Impulsivity. Many brain injury survivors have problems with impulse control. They say things they wouldn’t normally say; they take physical actions they wouldn’t normally take; or they demonstrate poor judgment failing to fully think things out.
Affective instability. Many persons with brain injuries show exaggerated displays of emotion that are way out of proportion to the situation or to the person’s pre-injury self. As mentioned above, some persons become explosively angry at something that doesn’t seem justified. Others may become extremely sad over something that doesn’t warrant such a response.
Apathy/Lack of Motivation. Apathy is very common in persons with brain injuries. One study has found that more than 60% of brain injury victims suffer some form of apathy.
Depression. Some studies find that between 30 and 60 percent of brain injury victims have depression. This doesn’t include the significant percentage of victims who experience some symptoms of depression, but not enough for a formal diagnoses. Additionally, if victims had depression prior to their injury, a brain injury can make that depression much more severe.
Psychosis. Psychosis is an infrequent (but high impact) occurrence with brain injuries. Typical symptoms of psychosis might be delusions, hallucinations, or schizophrenia-like problems. As I said, these are rare problems in brain injuries, but when they occur, they are very problematic for the affected person.
General Anxiety Disorder. Many brain injury victims describe feelings of anxiety. If a person has experience anxiety before their injury, then they are much more likely to experience even worse anxiety after the injury.
Obsessive Compulsive Disorder. A small percentage of brain injury victims develop OCD after their injury.
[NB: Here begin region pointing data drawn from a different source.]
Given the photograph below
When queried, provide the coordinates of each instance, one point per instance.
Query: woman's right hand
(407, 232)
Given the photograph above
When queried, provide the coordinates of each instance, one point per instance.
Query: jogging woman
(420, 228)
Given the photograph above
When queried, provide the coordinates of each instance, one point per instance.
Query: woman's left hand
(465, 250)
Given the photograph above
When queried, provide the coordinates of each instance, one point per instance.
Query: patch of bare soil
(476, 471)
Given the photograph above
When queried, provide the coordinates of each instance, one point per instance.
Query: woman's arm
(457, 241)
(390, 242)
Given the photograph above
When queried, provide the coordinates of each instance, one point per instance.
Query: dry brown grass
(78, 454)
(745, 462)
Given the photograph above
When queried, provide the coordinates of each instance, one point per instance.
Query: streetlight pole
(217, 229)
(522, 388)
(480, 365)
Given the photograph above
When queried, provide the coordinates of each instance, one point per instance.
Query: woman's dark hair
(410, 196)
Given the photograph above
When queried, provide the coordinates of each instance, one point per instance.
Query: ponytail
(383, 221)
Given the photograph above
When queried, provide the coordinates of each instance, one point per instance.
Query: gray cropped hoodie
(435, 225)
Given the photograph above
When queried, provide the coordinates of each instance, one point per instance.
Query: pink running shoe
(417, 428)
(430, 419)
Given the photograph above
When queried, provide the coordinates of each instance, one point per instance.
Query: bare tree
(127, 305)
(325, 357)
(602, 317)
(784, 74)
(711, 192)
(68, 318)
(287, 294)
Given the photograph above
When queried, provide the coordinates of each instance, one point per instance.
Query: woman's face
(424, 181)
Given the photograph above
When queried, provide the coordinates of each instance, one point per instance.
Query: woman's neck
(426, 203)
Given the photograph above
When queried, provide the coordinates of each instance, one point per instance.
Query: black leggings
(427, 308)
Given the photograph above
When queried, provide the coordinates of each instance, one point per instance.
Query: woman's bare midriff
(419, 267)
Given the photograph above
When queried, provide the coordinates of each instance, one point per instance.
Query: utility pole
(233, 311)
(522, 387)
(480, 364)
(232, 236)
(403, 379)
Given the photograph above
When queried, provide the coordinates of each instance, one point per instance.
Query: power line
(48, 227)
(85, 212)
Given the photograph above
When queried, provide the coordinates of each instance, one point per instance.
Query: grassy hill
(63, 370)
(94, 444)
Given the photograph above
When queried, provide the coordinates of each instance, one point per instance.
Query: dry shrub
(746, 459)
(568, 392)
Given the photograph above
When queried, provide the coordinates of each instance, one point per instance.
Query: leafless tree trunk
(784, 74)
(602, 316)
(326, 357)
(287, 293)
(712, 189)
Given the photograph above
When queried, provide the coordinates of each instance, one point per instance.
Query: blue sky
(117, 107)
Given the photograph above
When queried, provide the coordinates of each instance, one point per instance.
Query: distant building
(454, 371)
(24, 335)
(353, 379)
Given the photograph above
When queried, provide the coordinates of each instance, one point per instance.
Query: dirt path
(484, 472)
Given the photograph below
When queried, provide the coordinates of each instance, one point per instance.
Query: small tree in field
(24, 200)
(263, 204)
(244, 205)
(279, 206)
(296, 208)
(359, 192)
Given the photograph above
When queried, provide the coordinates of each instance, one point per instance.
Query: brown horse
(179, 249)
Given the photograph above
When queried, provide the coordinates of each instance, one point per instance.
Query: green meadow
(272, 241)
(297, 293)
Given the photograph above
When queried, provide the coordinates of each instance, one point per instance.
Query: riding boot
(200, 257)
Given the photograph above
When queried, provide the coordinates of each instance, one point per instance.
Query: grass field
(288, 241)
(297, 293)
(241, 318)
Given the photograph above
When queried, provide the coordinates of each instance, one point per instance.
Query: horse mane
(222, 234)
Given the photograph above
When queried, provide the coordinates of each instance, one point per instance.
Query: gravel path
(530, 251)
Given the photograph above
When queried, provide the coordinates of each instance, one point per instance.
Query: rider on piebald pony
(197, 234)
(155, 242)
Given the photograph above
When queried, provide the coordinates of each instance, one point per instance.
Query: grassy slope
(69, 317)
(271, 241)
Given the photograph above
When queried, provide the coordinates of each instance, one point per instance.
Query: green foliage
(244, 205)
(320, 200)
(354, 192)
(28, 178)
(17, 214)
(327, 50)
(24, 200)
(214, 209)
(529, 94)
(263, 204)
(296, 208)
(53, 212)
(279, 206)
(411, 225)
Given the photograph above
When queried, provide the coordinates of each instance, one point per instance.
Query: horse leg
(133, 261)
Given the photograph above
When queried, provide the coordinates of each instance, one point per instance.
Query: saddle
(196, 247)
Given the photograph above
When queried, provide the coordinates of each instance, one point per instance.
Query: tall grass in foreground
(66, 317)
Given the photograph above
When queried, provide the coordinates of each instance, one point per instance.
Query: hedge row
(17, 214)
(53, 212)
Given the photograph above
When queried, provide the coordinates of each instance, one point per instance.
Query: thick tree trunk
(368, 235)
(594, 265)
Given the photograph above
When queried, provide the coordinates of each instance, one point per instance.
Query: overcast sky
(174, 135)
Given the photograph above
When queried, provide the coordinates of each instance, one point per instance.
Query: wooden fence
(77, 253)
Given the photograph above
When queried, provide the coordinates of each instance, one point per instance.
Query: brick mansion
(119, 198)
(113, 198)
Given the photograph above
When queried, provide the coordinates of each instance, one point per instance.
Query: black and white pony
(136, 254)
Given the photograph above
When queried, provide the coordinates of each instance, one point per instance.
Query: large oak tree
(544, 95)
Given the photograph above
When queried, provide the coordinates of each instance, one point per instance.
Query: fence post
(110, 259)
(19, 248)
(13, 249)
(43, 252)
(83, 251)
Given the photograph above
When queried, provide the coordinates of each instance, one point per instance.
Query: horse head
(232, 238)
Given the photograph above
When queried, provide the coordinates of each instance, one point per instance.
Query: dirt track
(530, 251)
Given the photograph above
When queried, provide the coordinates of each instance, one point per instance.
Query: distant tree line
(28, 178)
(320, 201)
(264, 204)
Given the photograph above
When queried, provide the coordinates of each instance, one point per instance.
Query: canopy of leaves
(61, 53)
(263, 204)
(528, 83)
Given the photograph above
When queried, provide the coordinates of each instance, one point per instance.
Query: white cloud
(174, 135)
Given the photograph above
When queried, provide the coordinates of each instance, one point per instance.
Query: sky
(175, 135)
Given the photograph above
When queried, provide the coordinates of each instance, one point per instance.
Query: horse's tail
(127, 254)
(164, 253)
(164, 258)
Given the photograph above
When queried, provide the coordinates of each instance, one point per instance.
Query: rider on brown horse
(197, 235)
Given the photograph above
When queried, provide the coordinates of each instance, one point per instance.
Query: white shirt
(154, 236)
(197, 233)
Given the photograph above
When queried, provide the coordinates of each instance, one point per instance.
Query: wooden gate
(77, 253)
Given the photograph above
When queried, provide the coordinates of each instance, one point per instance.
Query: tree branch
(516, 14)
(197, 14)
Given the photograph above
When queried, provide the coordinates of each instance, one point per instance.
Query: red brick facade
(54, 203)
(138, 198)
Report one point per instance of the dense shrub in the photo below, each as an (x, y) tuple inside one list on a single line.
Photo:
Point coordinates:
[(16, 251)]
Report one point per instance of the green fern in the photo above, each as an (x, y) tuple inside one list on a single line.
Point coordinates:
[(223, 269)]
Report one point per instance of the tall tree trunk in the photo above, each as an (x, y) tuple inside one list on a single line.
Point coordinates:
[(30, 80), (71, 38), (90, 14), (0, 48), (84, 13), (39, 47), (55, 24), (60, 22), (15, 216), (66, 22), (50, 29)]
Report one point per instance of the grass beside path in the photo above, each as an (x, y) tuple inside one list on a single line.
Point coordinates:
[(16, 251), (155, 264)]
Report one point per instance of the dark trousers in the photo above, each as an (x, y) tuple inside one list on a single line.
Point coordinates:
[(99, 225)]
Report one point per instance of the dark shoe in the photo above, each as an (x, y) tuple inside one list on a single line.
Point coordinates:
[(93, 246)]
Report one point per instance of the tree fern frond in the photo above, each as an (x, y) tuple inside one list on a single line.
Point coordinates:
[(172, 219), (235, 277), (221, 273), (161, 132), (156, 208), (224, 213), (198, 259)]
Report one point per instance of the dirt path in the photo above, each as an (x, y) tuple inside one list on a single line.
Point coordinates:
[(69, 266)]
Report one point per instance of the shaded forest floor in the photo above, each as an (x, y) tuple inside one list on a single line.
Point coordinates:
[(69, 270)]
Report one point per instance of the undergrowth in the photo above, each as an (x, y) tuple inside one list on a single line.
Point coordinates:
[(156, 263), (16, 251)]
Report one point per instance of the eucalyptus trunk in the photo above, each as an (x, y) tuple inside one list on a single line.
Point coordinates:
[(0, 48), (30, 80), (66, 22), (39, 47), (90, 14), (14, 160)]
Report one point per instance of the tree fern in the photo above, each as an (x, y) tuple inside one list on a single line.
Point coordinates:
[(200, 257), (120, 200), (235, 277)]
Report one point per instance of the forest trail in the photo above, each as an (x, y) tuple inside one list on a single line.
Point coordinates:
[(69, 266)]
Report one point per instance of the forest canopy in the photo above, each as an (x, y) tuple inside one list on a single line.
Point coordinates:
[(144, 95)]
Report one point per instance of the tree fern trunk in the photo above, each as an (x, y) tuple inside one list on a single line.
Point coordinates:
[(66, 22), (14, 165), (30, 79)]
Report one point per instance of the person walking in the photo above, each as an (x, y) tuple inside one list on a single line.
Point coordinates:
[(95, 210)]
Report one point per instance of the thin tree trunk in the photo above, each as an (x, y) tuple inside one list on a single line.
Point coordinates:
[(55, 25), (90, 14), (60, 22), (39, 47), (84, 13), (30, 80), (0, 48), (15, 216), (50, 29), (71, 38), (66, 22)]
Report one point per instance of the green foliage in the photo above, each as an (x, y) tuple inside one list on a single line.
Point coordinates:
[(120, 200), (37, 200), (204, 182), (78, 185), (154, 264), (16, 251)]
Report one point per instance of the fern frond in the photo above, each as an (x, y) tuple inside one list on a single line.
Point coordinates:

Post-Traumatic Stress Disorder. There are a number of studies finding that victims of brain injuries are also likely to experience PTSD. This is a problem that is being highlighted by the experiences of our soldiers in the middle east conflicts. PTSD is also problematic because it makes recovery much more difficult.
Substance Abuse. Several studies find that victims of brain injuries are much more likely to experience substance use disorders.
Dementia. There are substantial studies finding that brain injuries both increase the likelihood that the victim develops dementia and also may result in earlier-onset dementia for those who are already pre-disposed to developing dementia.